Let $d \geq 1$. Let $\{\Phi_t\}_{t > 0}$ be a collection of functions from $\mathbb{R}^{d}$ to $\mathbb{R}$ satisfying the following conditions for some constants $c_0, c_1, c_2 \in \mathbb{R}$, all $x \in \mathbb{R}^{d}$ and $t > 0$.
- $\int_{\mathbb{R}^{d}} \Phi_t = c_0$,
- $|\Phi_t(x)| \leq c_1 t^{-d}$,
- $|\Phi_t(x)| \leq c_2t/|x|^{d + 1}$.
Show that there exists $A > 0$ such that $|(\Phi_t \ast f)(x)| \leq AMf(x)$ for all $x \in \mathbb{R}^{d}$ and $f \in L^1(\mathbb{R}^d)$.
Here $M$ denotes the Hardy-Littlewood maximal operator defined as
$Mf(x) = \sup\limits_{r > 0} \frac{1}{|B_r(x)|}\int_{B_r(x)}|f(y)|dy$
My work so far:
We have \begin{align*}|(\Phi_t \ast f)(x)| &= \left|\int_{\mathbb{R}^{d}}\Phi_t(y)f(x - y)dy\right| \\ &\leq \int_{\mathbb{R}^{d}} |\Phi_t(y)||f(x - y)|dy \end{align*} One thing from here that I can do is plit the integral into the region where $|y| > 1$ and $|y| \leq 1$ and then use (2) and (3) to get the following bound
$ |(\Phi_t \ast f)(x)| \leq (c_2t + c_1t^{-d})||f||_{L^1}. $
However I've now lost my dependence on $x$, which is a little troubling so I think this is not the way to go.
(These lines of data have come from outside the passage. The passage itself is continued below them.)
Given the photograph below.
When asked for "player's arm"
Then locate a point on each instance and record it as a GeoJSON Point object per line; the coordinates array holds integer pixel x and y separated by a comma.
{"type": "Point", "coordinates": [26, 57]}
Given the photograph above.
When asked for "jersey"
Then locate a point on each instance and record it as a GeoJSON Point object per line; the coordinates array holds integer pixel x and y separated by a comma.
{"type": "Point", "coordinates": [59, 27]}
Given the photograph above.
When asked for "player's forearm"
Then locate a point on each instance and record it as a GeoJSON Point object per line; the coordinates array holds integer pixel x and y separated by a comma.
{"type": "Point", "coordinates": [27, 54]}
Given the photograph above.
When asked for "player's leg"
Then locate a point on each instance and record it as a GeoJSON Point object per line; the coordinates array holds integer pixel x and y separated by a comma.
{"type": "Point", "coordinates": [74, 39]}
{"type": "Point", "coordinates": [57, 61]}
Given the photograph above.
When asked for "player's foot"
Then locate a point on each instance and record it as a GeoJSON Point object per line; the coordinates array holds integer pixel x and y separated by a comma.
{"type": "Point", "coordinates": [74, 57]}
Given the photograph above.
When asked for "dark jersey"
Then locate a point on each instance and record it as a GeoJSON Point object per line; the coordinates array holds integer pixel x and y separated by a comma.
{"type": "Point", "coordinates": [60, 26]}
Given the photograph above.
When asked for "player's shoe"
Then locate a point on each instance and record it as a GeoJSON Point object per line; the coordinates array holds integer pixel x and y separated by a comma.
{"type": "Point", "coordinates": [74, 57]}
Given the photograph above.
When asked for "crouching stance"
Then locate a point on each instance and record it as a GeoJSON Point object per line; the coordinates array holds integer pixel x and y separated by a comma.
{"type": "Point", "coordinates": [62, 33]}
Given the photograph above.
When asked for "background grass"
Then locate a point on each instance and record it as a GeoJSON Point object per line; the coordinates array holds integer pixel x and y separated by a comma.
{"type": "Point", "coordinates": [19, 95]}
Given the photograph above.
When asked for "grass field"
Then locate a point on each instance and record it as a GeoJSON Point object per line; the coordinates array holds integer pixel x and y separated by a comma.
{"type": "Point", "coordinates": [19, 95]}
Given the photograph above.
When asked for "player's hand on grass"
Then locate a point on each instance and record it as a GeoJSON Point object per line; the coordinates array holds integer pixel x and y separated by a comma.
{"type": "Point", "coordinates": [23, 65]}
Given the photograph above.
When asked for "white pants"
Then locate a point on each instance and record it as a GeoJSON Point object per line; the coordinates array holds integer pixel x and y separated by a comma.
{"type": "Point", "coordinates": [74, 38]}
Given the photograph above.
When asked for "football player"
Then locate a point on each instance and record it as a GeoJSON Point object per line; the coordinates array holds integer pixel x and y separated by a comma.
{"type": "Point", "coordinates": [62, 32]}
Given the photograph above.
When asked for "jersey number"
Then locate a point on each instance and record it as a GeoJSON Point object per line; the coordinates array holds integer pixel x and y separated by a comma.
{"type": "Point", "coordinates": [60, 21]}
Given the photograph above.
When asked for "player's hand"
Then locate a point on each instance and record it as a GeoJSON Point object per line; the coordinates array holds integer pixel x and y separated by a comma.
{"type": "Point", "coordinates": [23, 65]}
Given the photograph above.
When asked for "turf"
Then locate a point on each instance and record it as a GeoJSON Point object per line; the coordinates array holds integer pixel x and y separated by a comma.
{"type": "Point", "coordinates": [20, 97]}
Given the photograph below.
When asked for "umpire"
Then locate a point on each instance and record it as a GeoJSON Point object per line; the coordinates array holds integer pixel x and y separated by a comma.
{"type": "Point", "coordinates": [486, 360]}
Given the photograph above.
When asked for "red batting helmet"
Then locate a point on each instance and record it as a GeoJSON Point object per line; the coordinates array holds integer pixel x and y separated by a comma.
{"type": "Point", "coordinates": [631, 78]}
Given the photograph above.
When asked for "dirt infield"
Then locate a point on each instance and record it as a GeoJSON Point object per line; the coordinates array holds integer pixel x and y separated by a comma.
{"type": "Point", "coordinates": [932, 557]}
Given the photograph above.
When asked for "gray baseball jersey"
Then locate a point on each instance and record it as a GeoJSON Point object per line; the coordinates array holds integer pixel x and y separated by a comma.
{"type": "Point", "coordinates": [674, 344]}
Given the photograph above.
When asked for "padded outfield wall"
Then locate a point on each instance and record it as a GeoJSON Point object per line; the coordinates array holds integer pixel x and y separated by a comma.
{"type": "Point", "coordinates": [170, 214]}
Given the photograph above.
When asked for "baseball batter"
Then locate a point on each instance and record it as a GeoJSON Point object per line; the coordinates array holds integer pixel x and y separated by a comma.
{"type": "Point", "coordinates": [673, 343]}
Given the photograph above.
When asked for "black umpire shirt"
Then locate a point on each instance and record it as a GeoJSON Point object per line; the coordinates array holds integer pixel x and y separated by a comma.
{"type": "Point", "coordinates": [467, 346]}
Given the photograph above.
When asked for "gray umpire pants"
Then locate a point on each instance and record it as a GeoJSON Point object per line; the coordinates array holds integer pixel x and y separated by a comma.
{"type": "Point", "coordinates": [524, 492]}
Another idea I had was to maybe aim for some kind of contradiction and suppose $Mf(x) < |(\Phi_t \ast f)(x)|$ for some $x$. However, this direction seems difficult as well. I would rather have a hint than a full solution.
Fix $x\in\mathbb R^d$ and $t>0$. Let $A_j=B(0,2^{j+1}t)\setminus B(0,2^jt)$ for $j\in\mathbb N$.
Note first that $$\int_{B(0,t)}|\Phi_t(y)||f(x-y)|\,dy\leq\int_{B(0,t)}c_1t^{-d}|f(x-y)|\,dy\leq c_1|B_1|Mf(x),$$ where $|B_1|$ is the volume of the unit ball in $\mathbb R^n$. Also, for any $j\in\mathbb N$, if $y\in A_j$ then $|y|>2^jt$, therefore $$|\Phi_t(y)|\leq\frac{c_2t}{|y|^{d+1}}\leq\frac{c_2}{2^{j(d+1)}t^d},$$ which implies that \begin{align*}\int_{A_j}|\Phi_t(y)||f(x-y)|\,dy&\leq\frac{c_2}{2^{j(d+1)}t^d}\int_{A_j}|f(x-y)|\,dy\leq \frac{c_2}{2^{j(d+1)}t^d}\int_{B(0,2^{j+1}t)}|f(x-y)|\,dy\\&\leq\frac{c_2}{2^{j(d+1)}t^d}|B(0,2^{j+1}t)|Mf(x)\leq c_22^{d-j}|B_1|Mf(x).\end{align*} Then, \begin{align*}|(\Phi_t*f)(x)|&\leq\int_{\mathbb R^d}|\Phi_t(y)||f(x-y)|\,dy\\ &\leq\int_{B(0,t)}|\Phi_t(y)||f(x-y)|\,dy+\sum_{j=0}^{\infty}\int_{A_j}|\Phi_t(y)||f(x-y)|\,dy\\&\leq c_1|B_1|Mf(x)+c_22^d|B_1|Mf(x)\cdot\sum_{j=0}^{\infty}2^{-j},\end{align*} so the inequality holds for $A=(c_1+c_22^{d+1})|B_1|$.